The fifth album from the UK pop-rock quartet (heavy emphasis on the pop) is a mixture of innovation and stagnation
On Cherry Blossom, Brad, James, Connor, and Tristan try their best to freshen things up. Opener ‘Glory Days’ dives straight into predictable EDM snare rolls, but counteracts this with nostalgic potential recounting “the best days of our lives”, sentimental enough that if it came on the radio while you were mucking about with your friends in an Uber, it would probably make you tipsily tearful. Lead single ‘Married In Vegas’ fully utilises the instrumental abilities of each member of the band, with textured guitar and driving drums, before euphoric disco piano bursts in.
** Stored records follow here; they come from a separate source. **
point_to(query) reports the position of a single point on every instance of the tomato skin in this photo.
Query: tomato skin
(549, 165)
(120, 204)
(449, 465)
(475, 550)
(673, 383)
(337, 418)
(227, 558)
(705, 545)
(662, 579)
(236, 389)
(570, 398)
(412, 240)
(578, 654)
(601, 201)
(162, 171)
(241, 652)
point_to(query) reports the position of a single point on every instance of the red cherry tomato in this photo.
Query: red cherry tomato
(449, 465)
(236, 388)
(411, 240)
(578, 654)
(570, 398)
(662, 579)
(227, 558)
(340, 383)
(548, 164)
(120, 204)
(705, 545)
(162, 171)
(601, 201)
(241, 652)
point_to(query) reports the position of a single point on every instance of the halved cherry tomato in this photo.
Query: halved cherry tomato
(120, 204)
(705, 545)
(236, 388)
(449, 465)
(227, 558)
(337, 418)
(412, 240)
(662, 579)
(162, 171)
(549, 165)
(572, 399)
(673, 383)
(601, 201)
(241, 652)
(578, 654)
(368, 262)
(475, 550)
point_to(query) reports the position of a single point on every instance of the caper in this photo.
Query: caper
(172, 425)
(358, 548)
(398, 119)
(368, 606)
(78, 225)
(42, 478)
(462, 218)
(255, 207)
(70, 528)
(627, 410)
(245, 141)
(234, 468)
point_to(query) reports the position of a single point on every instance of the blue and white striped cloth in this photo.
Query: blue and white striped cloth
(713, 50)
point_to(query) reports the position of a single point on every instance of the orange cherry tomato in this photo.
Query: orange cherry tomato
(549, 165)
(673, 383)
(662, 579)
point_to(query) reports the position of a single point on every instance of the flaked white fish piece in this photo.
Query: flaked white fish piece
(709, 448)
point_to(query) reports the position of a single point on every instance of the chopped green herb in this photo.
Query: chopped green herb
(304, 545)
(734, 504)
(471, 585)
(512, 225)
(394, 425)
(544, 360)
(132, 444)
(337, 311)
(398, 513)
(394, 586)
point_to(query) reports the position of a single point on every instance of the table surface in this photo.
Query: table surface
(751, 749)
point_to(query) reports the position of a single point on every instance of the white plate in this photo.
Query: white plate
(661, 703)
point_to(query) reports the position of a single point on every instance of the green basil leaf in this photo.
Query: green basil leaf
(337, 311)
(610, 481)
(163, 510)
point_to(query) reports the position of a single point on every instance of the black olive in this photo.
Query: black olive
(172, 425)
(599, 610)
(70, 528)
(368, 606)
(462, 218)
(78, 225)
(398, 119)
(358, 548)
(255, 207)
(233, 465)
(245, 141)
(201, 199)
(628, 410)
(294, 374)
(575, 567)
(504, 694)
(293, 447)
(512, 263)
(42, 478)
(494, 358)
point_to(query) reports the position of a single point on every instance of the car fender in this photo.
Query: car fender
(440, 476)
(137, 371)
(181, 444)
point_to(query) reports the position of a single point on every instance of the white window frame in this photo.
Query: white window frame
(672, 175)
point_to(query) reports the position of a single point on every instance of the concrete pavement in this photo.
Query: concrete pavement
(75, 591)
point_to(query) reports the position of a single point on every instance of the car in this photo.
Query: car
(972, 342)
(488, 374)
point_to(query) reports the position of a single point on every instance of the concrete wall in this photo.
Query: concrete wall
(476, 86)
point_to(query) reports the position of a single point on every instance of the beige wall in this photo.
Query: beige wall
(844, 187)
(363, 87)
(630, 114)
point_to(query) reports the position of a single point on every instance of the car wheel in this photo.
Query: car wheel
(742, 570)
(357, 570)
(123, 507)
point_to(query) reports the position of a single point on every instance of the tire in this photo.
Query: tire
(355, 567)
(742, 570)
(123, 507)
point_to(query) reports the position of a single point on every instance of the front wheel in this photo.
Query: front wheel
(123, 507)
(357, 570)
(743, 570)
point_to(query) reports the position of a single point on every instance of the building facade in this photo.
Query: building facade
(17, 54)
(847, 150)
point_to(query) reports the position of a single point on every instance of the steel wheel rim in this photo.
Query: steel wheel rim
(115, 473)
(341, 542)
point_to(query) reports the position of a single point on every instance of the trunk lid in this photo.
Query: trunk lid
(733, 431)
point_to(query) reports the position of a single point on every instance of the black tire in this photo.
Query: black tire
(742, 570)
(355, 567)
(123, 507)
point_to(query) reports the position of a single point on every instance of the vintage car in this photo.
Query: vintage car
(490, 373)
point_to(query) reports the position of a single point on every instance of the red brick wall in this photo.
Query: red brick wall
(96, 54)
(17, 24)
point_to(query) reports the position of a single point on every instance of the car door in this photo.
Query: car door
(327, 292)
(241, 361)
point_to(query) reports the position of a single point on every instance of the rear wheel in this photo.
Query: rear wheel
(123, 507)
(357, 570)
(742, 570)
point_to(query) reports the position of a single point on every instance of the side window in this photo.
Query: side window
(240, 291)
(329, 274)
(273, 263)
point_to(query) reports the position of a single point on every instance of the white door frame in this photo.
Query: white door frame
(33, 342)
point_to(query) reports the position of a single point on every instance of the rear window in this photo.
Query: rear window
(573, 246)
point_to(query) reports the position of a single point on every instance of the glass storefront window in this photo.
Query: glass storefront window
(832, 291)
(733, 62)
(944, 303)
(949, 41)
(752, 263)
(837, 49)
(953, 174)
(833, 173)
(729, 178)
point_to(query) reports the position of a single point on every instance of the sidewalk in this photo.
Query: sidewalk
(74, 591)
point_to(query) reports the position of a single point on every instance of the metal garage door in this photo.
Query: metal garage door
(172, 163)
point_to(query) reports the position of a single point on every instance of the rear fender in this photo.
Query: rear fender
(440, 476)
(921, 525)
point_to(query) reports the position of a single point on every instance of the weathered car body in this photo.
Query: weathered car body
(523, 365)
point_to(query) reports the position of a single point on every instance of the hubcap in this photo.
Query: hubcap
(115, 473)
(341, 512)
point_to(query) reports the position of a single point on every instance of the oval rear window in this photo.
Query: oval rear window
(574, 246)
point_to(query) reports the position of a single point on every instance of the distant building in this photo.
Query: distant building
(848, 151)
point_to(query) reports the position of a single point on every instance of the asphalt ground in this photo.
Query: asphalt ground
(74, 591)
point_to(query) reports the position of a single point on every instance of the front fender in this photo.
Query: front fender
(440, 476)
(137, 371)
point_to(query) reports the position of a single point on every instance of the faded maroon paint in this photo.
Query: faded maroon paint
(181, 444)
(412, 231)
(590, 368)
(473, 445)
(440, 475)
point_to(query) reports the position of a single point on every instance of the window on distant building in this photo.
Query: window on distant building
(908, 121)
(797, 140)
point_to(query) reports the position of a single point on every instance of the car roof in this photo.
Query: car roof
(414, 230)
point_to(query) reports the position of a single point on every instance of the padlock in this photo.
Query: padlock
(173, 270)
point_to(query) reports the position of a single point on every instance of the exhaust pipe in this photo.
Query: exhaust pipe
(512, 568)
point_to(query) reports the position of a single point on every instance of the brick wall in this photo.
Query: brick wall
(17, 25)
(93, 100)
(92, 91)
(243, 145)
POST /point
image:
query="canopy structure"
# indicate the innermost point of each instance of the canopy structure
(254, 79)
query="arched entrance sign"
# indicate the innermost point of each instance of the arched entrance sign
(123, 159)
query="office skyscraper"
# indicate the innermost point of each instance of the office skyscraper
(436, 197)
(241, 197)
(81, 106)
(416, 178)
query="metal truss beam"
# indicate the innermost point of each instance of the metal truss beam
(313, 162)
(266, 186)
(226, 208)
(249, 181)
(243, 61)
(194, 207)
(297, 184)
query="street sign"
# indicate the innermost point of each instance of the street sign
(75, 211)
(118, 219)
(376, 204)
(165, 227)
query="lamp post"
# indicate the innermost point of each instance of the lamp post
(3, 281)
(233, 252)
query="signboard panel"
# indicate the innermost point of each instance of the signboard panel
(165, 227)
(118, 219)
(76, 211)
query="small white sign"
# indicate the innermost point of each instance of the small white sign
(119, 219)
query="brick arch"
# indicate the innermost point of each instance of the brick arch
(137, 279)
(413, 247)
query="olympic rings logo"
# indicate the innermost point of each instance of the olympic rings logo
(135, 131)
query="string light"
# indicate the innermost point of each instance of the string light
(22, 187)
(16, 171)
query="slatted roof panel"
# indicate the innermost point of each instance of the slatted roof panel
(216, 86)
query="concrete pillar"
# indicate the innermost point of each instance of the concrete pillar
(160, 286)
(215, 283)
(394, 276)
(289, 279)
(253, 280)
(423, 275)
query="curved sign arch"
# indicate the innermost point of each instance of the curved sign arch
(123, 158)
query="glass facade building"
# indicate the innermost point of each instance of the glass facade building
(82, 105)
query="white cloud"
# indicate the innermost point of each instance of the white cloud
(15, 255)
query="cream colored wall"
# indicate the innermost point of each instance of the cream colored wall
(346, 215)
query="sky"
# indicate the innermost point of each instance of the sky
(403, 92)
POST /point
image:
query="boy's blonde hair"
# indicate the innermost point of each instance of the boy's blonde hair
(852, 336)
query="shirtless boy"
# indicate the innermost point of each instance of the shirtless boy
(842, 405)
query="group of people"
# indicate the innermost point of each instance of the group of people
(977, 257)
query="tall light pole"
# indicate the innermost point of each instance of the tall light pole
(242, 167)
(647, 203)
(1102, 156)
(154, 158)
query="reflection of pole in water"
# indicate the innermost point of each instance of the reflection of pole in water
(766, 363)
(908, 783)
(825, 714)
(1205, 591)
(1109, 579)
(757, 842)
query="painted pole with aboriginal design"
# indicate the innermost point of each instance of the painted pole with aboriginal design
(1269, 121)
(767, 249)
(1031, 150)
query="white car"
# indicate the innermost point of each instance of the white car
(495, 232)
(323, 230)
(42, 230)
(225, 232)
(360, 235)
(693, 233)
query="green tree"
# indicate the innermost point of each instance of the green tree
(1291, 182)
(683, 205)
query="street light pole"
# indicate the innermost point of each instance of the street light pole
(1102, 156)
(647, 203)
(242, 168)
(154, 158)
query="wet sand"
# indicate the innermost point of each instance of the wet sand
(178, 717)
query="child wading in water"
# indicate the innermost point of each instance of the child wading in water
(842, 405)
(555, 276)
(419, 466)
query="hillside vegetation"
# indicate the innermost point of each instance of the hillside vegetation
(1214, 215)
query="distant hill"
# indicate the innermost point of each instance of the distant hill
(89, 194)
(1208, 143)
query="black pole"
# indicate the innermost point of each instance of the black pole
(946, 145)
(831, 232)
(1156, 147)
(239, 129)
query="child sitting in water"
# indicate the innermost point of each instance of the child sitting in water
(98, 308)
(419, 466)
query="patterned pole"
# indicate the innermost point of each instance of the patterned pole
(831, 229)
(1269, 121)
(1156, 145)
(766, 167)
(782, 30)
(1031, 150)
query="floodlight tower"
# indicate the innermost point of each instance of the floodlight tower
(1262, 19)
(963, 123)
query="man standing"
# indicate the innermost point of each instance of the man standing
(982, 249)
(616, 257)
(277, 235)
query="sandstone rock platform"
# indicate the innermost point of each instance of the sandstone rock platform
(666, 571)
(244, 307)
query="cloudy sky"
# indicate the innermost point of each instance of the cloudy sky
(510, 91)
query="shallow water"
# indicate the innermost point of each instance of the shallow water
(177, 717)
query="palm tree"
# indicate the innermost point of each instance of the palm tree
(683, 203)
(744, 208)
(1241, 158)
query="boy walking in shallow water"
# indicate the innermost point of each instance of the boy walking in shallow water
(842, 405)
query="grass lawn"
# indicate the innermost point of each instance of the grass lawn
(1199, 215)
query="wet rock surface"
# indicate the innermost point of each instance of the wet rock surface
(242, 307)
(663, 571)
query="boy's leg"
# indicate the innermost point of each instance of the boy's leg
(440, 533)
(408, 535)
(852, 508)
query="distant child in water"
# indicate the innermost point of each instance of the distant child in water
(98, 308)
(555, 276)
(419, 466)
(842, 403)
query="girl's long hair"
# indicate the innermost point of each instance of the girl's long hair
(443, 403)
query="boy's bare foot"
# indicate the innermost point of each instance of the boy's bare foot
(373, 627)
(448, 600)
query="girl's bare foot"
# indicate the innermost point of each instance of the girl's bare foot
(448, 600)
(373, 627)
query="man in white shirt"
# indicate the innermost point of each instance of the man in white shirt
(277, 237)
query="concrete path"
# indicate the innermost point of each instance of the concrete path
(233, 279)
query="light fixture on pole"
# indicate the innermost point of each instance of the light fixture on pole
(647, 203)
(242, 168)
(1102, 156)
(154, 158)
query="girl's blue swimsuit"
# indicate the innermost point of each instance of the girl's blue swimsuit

It’s a shame then that this creativity seems missing on later tracks, with potentially catchy riffs lost under Top 40-focused electro production.
The album continues with a comparable selection of near misses. ‘Chemicals’ tries to steer the album towards newer, funkier territory with a winding bass riff and sparser instrumentation, but doesn’t end up pushing the heaviness hard enough to be memorable, blurring instead into the other mid-album tracks. Similarly, ‘Part Of Me’s breathy, synth-heavy chorus touches on something more sincere (“Every party I go to/without you/they know”), but the song concedes to radio-filler beat drops and dull repetition.
The whole thing is pleasantly listenable and succinct but overall low-key, breaking down musical boundaries but not strongly enough to be particularly noteworthy as a collection of songs. That said, Cherry Blossom is definitely a sonic development from the fresh-faced boyband that gave us (the absolute banger) ‘Somebody To You’ back in 2014, and is one of their best efforts to date.